Cocaine is an alkaloid that can be found in the leaf of the Erythroxylum coca (coca plant). For the past 4000 years, the use of coca has been greatly entrenched in the social and religious culture of many ancient civilizations in the territory that is now known as Chile and Peru. It had a wide range of uses, the most notorious of which were as a stimulant, a hunger suppressant, and a remedy to relieve pain. In 1860, Albert Niemann isolated cocaine for the first time, a method which he published as his PhD dissertation, titled On a New Organic Base in the Coca Leaves.
Following, its use for many purposes became widespread in all stratums of Western society, reaching the point where it became the stimulant additive in the ubiquitously known beverage Coca-Cola®; nonetheless, it was eventually replaced by caffeine. This phenomenon, although anecdotal, is a good reflection of the social impact it caused.
In 1914, cocaine became a controlled substance in the United States, due to its high abuse potential, and it is not until the mid XX century when its use increased substantially. Nonetheless, obtaining it was relatively expensive, which served as a significant limiting factor for its use. This restriction disappeared in the 1980s, with the rise of crack cocaine. Crack is the freebase form of cocaine; it has the distinct property of being stable when vaporized, generating inhalable smoke. The pulmonary route of administration allows users to obtain a more intense high with less amount of cocaine, despite the duration of the effect being substantially shorter. These properties make crack a notably cheaper and more addictive substance than its chlorhydrate homologue; this circumstance caused cocaine use and the number of cocaine addicts to rise dramatically, unleashing a full-blown epidemic, especially in the United States.
Mechanism of action
Currently, cocaine is used almost uniquely as a stimulant. Users report increased alertness, energy and well-being. This effect is mediated by a strong increase in extracellular monoamines, which cannot be pumped back into the terminal due to the blockade of their transporter protein, thus accumulating in the synaptic cleft.
This phenomenon holds true for DAT, SERT and NET, although the psychostimulant effect of cocaine is mostly attributed to an increase in dopamine.
Furthermore, cocaine causes the blockade of sodium channels, thus interfering with the transmission of action potentials; although this has little relevance as regards to the psychostimulant properties of cocaine, it does mediate its anesthetic effects, as well as some of its undesired effects, such as cardiac arrhythmia.

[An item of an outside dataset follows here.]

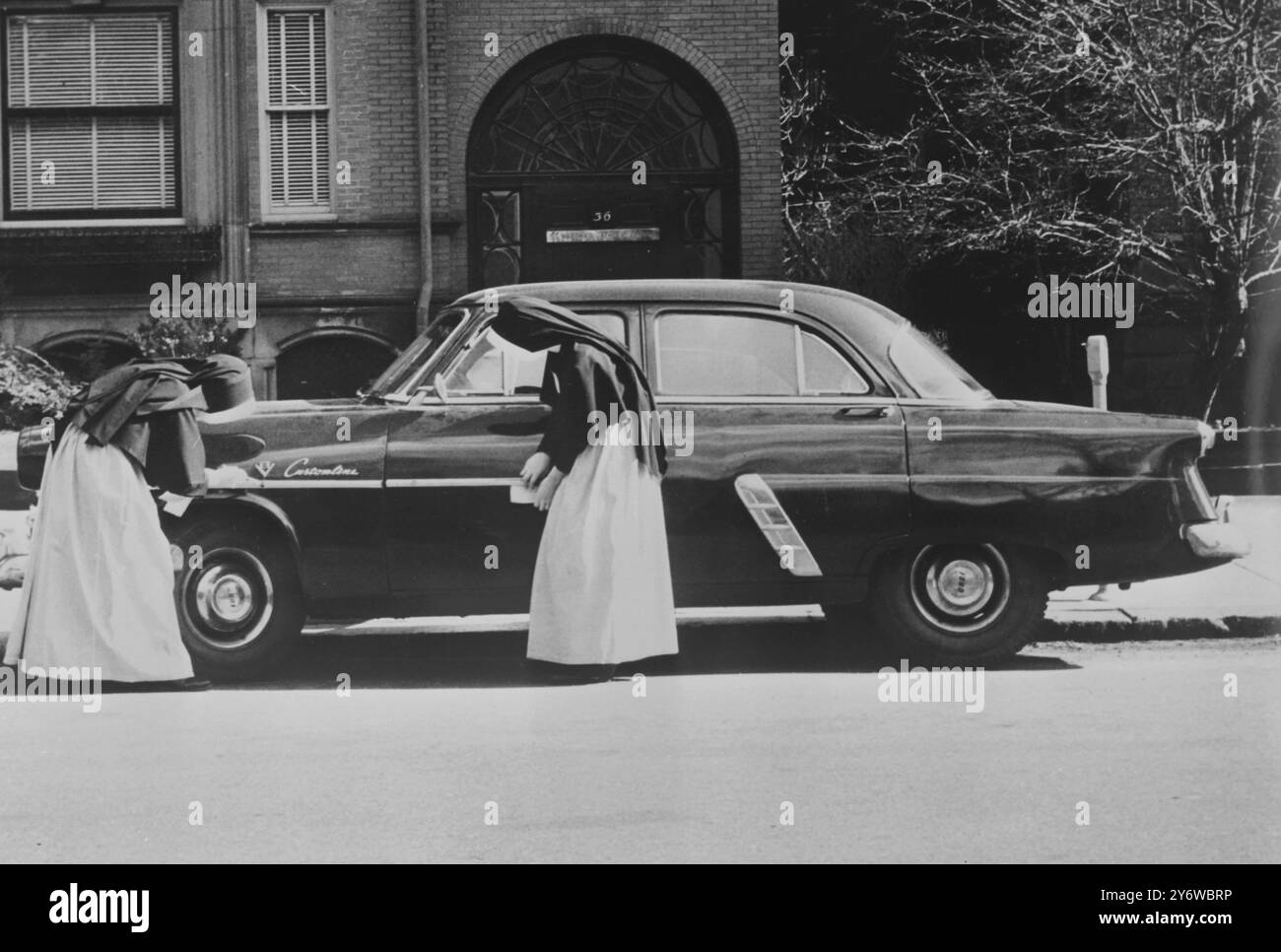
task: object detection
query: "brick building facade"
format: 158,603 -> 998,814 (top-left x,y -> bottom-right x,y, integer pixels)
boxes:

The half-life of cocaine is subject to the administered dose, with values averaging 60 minutes. Furthermore, cocaine fits into a first order pharmacokinetic model.
It is metabolized in the liver, mostly through hydrolytic ester cleavage, generating benzoylecgonine, ecgonine methyl-ester and ecgonine. Additional metabolites include norcocaine, p-hydroxycocaine, m-hydroxycocaine, p- hydroxybenzoylecgonine (pOHBE), and m-hydroxybenzoylecgonine (Kolbrich et al., 2006). Interestingly, when used concomitantly with alcohol, cocaine conjugates with ethanol molecules, forming the unique metabolite cocaethylene, which has been reported to possess higher cardiotoxicity than cocaine (Wilson et al., 2001).
Although cocaine is known to exert strong cardiovascular toxic effects, the matter of its neurotoxic potential is controversial. There are many discrepancies in the extensive literature on this issue, which contrast significantly with the good agreement there is on the strong neurotoxic potential of amphetamines. Thus, cocaine is generally believed to have little to no neurotoxic effects (Benmansour et al., 1992); nonetheless, some studies have found that continuous cocaine exposure can cause persistent changes in acetylcholine (ACh) and GABA receptors, as well as in markers for dopaminergic function, pointing to the existence of damage in the structures of dopaminergic neurons (reviewed by Ellison et al., 1996).